Pour l’ouverture de la célèbre Foire du Livre de Francfort, je vous propose un panorama, celui d’un genre littéraire un peu à part : le Frankreich Krimi. Ce polar allemand, dont l’intrigue se déroule intégralement en France, est un véritable phénomène chez nos voisins germaniques et au-delà. Des tirages à des millions d’exemplaires, des adaptations à la télé et des traductions multiples. Certains des auteurs allemands de ces Frankreich polars, comme Bannalec, ont même réussi à séduire un public français. Alors quelle est leur recette ? Voici quelques-uns de leurs ingrédients.

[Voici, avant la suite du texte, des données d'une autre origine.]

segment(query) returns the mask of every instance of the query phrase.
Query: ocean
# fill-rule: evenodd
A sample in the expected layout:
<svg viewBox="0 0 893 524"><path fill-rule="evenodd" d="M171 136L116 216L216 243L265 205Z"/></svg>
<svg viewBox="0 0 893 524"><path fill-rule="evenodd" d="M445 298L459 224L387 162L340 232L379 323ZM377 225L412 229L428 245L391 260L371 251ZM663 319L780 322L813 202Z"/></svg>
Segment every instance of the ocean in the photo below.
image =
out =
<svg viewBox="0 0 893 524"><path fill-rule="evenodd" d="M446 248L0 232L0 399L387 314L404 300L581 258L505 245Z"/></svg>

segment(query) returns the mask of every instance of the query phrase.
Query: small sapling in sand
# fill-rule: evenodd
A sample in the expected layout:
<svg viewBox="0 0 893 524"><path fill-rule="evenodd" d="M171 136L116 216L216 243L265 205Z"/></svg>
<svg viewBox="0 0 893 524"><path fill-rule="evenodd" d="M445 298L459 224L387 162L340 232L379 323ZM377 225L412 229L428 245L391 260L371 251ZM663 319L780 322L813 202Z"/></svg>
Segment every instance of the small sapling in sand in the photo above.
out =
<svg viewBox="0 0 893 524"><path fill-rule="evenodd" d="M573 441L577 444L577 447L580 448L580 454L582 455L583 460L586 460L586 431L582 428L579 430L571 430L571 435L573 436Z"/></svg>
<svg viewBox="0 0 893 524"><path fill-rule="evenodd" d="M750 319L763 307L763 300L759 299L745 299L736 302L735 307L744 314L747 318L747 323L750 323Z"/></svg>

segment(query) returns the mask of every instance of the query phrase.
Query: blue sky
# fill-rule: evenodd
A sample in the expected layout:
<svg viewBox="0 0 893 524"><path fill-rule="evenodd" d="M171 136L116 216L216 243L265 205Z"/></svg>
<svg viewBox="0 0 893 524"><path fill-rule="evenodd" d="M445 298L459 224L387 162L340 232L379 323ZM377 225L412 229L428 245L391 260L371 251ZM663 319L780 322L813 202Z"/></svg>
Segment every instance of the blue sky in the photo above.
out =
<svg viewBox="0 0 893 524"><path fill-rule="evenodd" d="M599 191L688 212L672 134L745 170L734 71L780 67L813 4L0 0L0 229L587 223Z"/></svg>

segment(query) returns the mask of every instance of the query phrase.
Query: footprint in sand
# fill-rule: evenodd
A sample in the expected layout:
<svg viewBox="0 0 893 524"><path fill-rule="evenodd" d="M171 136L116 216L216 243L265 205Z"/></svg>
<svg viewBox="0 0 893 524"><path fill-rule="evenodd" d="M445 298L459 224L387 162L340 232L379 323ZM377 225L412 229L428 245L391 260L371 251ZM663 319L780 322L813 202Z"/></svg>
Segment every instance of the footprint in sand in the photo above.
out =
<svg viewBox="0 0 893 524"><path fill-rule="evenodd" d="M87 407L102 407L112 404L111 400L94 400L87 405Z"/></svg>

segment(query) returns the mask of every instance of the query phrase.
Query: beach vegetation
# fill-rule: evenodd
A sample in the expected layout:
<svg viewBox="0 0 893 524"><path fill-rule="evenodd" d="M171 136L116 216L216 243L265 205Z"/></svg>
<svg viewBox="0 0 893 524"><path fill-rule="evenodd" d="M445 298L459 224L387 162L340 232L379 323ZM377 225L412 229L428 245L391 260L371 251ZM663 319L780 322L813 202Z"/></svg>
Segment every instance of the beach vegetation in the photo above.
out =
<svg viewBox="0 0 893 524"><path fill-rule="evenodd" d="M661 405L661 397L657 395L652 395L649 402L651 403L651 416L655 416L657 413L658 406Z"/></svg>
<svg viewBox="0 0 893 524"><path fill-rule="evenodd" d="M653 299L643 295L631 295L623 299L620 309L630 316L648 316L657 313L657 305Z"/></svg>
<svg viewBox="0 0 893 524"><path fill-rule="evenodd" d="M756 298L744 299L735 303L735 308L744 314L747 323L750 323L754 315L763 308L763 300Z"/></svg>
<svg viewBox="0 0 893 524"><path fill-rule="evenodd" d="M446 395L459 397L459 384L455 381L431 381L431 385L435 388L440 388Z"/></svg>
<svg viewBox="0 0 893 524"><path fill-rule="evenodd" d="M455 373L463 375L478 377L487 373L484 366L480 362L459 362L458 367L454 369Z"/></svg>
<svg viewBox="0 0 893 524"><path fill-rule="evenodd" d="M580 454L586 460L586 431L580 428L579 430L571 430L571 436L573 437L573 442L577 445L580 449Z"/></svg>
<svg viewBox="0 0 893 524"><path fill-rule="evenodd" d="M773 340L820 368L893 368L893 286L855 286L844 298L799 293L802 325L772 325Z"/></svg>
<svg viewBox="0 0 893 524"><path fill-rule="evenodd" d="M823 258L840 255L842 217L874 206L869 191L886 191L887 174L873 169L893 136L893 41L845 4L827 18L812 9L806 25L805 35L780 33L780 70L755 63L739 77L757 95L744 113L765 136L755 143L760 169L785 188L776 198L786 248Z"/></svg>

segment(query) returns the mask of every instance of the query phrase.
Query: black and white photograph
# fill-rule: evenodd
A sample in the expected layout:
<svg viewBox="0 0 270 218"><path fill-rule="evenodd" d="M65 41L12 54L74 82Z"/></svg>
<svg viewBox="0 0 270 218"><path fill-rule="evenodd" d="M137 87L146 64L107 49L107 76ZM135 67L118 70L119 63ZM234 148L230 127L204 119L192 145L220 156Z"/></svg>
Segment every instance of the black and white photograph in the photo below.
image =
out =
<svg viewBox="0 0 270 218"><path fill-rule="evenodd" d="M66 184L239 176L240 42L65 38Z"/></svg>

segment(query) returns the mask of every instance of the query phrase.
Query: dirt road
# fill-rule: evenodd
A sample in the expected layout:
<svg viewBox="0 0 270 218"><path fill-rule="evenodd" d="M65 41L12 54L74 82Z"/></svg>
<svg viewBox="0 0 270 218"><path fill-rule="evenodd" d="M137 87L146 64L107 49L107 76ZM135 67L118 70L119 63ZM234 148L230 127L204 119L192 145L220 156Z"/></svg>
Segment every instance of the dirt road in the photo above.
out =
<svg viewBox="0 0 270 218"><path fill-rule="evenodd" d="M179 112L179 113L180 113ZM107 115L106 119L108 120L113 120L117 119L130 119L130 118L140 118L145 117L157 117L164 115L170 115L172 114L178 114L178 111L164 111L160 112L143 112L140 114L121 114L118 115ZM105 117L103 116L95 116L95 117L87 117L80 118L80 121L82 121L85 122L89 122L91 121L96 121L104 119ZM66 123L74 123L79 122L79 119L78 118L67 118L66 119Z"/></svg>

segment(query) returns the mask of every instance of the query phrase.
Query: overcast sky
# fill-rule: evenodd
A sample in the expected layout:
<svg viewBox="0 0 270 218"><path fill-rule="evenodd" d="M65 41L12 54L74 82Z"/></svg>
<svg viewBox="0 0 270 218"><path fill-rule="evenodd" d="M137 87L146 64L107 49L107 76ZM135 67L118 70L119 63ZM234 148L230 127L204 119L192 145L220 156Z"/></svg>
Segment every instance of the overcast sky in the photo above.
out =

Il y a d’abord le nom. Un peu comme pour les vêtements ou les séries, si l’on veut être crédible sur le créneau du polar « Frankreich », il faut faire chic ou authentique. Les auteurs allemands se fabriquent donc un nom de plume. Leur choix est assez amusant. Commençons par la locomotive, Bannalec. En réalité il s’appelle Jörg Bong – pas très convaincant pour parler de France. Donc ni une, ni deux, il a opté pour le nom d’une commune du Finistère, Bannalec, proche de Pont-Aven et Concarneau. Une petite ville inconnue en Allemagne, mais dont le nom simple et sec peut facilement être mémorisé. Et pour faire bonne mesure, il y a attaché un prénom français, Jean-Luc… Autre auteur, lui aussi depuis des lustres en tête de gondole des librairies allemandes, Pierre Martin. Difficile de trouver plus franchouillard que ce nom, mais officiellement en tout cas, personne ne sait qui se cache derrière ce pseudo. Dans la même veine linguistique, on trouve Sophie Bonnet, estampillée « auteure Spiegel » du nom du célèbre magazine d’investigation qui publie régulièrement une liste des best-sellers. Cela lui donne droit au carré orange, un argument de vente très puissant, sur sa couverture. En réalité, elle a un nom germanique, Heike Koschyk, et vit à Hambourg. Pierre Lagrange est le pseudo de Sven Koch, qui habite dans l’ancienne ville de la Hanse, Lemgo, en pleine Westphalie. Et je n’oublie pas le journaliste allemand Alexander Oetker – oui, oui, il est un cousin éloigné du roi du pudding allemand, le célèbre Dr Oetker, qui depuis 125 ans fournit à la ménagère allemande ses produits de cuisine. Alexander Oetker se fait appeler Lépic pour ses polars parisiens (il n’est pas allé chercher loin !), mais garde son patronyme original pour ses policiers provençaux…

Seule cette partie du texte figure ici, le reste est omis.